Estávamos participando do XIV Congresso de Mandioca, em Maceio, realizado no período de 16 a 19 de novembro de 2011. Apresentamos na forma de poster, o artigo Parcagem: sustentabilidade agroecológica praticada pelos mandiocultores de Tracuatéua-Pará. Visualizamos ao fundo do salão um senhor de cabelos brancos lendo todos os artigos expostos no evento. Quando o mesmo teve contato com o nosso artigo, no instante que leu o termo “parcagem” entrou em delírio, com uma vibração exuberante, perguntando onde estavam os autores do trabalho. Nos identificamos e a partir de então passamos a conhecer aquele ilustre cidadão chamado Jayme de Cerqueira Gomes, pesquisador de fertilizadade do solo aposentado pela Embrapa Mandioca e Fruticultura.

Na verdade trata-se de um dos pesquisadores pioneiros que pesquisou a técnica da parcagem para fertilização do solo visando o cultivo de mandioca. A técnica da parcagem para a fertilização do solo com esterco consiste em confinar o gado para pernoites na área a ser cultivada pela mandioca por um período pré-determinado, em função do número de animais disponíveis na propriedade (ALVES et al, 2005).

Transcorridos cerca de 30 minutos de conversa Gomes relembrou um lado cômico que aconteceu com ele em 1980 por ocasião de um Congresso de Mandioca. Naquele evento ele apresentou seus resultados de pesquisa com parcagem (GOMES et al. 1983). O trabalho pioneiro do pesquisador chamou a atenção de todos que estavam na platéia e alguns participantes chegaram associar o termo parcagem a “bostejo” e também de “técnica do boi cagão”, num tom de gosação. Segundo o pesquisador a produtividade da mandioca decrescia após três anos de cultivo independente de ser adubada ou não e a idéia de se utilizar o confinamento de animais para fertilização do solo, surgiu de um agricultor que cultivava a mandioca nos currais onde os animais dormiam. Nesses cultivos a produtividade da mandioca se mantia bem acima da média da região, relatou Gomes. Atualmente, Gomes atua como Secretário de Agricultura do Município de Cruz das Almas, no estado da Bahia.

A maioria dos agricultores da Amazônia desconhece que a aplicação de esterco de curral no solo, adiciona alguns macros e micronutrientes e melhora a estrutura física, funcionando como condicionador para o aumento da Capacidade de Troca de Cátions,  retenção de umidade e estimulador da atividade microbiana no solo.

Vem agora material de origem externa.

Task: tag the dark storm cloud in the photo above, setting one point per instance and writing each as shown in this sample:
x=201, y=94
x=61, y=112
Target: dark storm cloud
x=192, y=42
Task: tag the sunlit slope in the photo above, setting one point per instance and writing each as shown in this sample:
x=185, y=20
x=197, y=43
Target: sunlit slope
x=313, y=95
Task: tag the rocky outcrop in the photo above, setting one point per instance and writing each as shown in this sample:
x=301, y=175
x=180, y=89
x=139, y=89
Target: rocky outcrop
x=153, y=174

Enquanto isso, milhões de agricultores nas regiões mais populosas do mundo, utilizam o esterco de animais como um indispensável insumo agrícola. No Vietnã e no Sul da China, muitos fazendeiros aplicam de 5 a 10 toneladas de esterco de porco por hectare. Na Indonésia os agricultores aplicam 9 toneladas de esterco de gado por hectare. Em Cauca, uma província da Colômbia os produtores aplicam de 4 a 5 toneladas de esterco de aves (HOWELER, 2002). Ressalta-se a importância desse método no continente africano, largamente utilizado por pequenos agricultores para obtenção de alimentos, especialmente na Nigéria e exaustivamente estudado por pesquisadores, cujos artigos são publicados no idioma francês tendo como referência o termo “parcage”.

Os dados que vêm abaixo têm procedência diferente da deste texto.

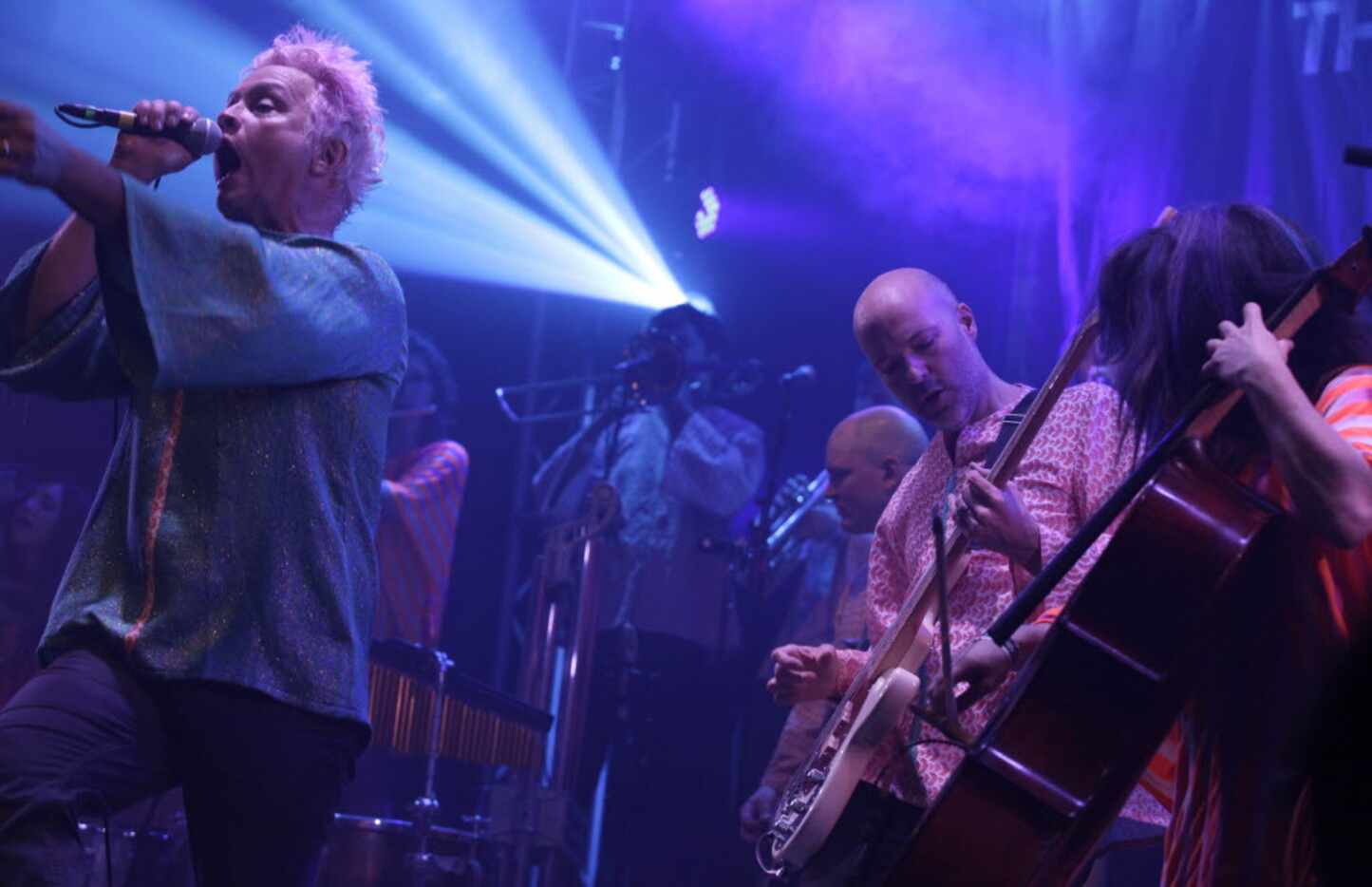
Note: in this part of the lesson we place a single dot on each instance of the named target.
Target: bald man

Estercos de animais tendem a ter baixo conteúdo de nutrientes (menos de 10% em compostos fertilizantes), mas contem Ca, Mg, S e alguns micronutrientes não encontrados nos fertilizantes químicos (HOWELER, 1982). A passagem da biomassa pelo trato gastrointestinal dos ruminantes promove a fragmentação e decomposição parcial da matéria orgânica, que aplicados ao solo permite a liberação gradativa de nutrientes para as culturas (POWELL et al., 1994). O processo de parcagem com a deposição na superfície do solo de fezes e urina ricos em nitrogênio e potássio contribui para neutralizar a acidez do solo (STILWELL & WOODMANSEE, 1981; SOMDA et al., 1997), mais uma parte importante do nitrogênio da urina é perdido por lixiviação ou volatilização (STILWELL & WOODMANSEE, 1981; RUSSELLE, 1992).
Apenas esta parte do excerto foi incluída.